Introduction
FairScale is a PyTorch library from Meta AI that provides primitives for training models that are too large to fit on a single GPU. It introduced Fully Sharded Data Parallel (FSDP), which shards model parameters, gradients, and optimizer states across GPUs to dramatically reduce per-device memory usage while maintaining training speed.
What FairScale Does
- Shards model parameters across GPUs with Fully Sharded Data Parallel
- Splits model layers across devices with pipeline parallelism
- Reduces memory usage via activation checkpointing and offloading
- Provides memory-efficient optimizers like Adascale and OSS
- Enables training of billion-parameter models on commodity hardware
Architecture Overview
FairScale wraps PyTorch modules with parallelism strategies. FSDP partitions each parameter tensor across the data-parallel group, gathering shards on demand for forward and backward passes. Pipeline parallelism splits sequential model stages across devices and uses micro-batching to keep all GPUs active. Both strategies compose with standard PyTorch training loops.

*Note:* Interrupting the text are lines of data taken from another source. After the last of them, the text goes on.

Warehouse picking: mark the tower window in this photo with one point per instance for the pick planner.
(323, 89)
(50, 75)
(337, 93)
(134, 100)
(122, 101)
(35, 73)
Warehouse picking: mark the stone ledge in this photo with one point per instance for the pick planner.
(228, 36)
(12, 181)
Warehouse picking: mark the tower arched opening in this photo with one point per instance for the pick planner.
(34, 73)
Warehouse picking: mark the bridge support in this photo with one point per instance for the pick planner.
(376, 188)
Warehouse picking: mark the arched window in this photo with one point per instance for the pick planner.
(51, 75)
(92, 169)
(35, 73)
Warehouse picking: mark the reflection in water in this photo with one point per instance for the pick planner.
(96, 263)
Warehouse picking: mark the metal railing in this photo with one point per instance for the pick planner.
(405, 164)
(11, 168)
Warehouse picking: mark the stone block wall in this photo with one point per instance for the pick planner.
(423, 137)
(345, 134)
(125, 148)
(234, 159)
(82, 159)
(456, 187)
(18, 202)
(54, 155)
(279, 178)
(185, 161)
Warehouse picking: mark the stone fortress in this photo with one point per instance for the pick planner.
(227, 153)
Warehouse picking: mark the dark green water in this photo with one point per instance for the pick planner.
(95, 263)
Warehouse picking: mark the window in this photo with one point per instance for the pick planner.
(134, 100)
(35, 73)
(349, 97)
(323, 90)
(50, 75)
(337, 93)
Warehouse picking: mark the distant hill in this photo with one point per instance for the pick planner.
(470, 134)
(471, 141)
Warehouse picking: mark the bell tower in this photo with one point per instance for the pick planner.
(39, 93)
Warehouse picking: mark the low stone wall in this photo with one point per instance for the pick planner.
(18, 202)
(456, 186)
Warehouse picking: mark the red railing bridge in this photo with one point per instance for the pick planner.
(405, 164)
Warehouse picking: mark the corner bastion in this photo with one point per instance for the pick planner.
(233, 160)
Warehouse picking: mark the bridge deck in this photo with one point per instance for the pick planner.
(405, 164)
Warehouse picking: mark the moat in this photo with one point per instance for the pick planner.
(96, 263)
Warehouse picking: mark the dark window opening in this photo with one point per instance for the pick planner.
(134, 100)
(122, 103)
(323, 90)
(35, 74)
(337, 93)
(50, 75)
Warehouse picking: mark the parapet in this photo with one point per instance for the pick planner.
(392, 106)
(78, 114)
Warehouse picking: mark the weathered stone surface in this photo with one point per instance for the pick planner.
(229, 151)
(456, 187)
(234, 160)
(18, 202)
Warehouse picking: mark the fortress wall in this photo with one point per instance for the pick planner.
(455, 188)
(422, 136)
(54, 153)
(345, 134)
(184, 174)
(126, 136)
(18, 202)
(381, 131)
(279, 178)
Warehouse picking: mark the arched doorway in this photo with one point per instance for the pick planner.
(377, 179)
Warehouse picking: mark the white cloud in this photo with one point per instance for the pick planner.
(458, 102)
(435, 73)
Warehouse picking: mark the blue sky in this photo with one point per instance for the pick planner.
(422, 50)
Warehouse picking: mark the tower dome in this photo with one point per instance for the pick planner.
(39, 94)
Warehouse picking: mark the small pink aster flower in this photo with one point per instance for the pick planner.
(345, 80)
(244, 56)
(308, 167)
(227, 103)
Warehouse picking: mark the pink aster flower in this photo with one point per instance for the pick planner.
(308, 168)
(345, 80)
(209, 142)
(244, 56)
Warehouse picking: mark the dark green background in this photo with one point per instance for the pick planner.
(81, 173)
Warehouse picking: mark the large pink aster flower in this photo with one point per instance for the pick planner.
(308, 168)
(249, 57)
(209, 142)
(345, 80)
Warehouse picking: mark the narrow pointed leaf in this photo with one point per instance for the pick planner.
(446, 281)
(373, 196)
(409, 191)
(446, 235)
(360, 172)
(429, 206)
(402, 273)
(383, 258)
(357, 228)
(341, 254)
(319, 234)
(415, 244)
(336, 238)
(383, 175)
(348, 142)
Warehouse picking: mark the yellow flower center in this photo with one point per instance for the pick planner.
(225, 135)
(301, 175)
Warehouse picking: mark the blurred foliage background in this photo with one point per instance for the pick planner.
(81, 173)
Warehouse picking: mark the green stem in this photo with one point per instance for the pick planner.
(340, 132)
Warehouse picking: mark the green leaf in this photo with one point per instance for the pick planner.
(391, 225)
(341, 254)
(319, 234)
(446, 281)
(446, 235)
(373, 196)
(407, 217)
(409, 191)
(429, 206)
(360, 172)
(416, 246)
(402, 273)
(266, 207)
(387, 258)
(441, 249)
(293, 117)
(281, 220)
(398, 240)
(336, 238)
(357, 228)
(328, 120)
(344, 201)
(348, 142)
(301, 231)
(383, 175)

Self-Hosting & Configuration
- Install via pip alongside PyTorch 1.8 or later
- Wrap your model with FullyShardedDataParallel for memory-efficient training
- Set auto_wrap_policy to automatically shard at Transformer block boundaries
- Use Pipe for pipeline parallelism with manual or automatic stage splitting
- Combine with activation checkpointing to further reduce memory
Key Features
- FSDP enables training models that exceed single-GPU memory
- Optimizer State Sharding (OSS) reduces optimizer memory by the world size
- Pipeline parallelism with asynchronous scheduling for high throughput
- Activation checkpointing trades compute for memory savings
- Drop-in compatibility with existing PyTorch training scripts
Comparison with Similar Tools
- PyTorch FSDP (native) — FairScale's FSDP was upstreamed into PyTorch core; FairScale remains useful for experimental features
- DeepSpeed — broader optimization suite with ZeRO stages; FairScale is lighter and more PyTorch-native
- Megatron-LM — designed for massive GPU clusters; FairScale is more accessible for smaller teams
- Accelerate — higher-level API that can use FSDP internally; FairScale provides the lower-level primitives
FAQ
Q: Should I use FairScale or PyTorch native FSDP? A: For stable production use, prefer PyTorch native FSDP (torch.distributed.fsdp). FairScale is useful for experimental features not yet upstreamed.
Q: How much memory does FSDP save? A: FSDP can reduce per-GPU memory by the number of GPUs. With 8 GPUs, each device holds roughly 1/8th of the model parameters.
Q: Can I use FairScale with a single GPU? A: Some features like activation checkpointing work on a single GPU, but FSDP and pipeline parallelism require multiple GPUs.
Q: Does FairScale support mixed precision? A: Yes. FairScale FSDP works with PyTorch AMP for FP16 or BF16 mixed-precision training.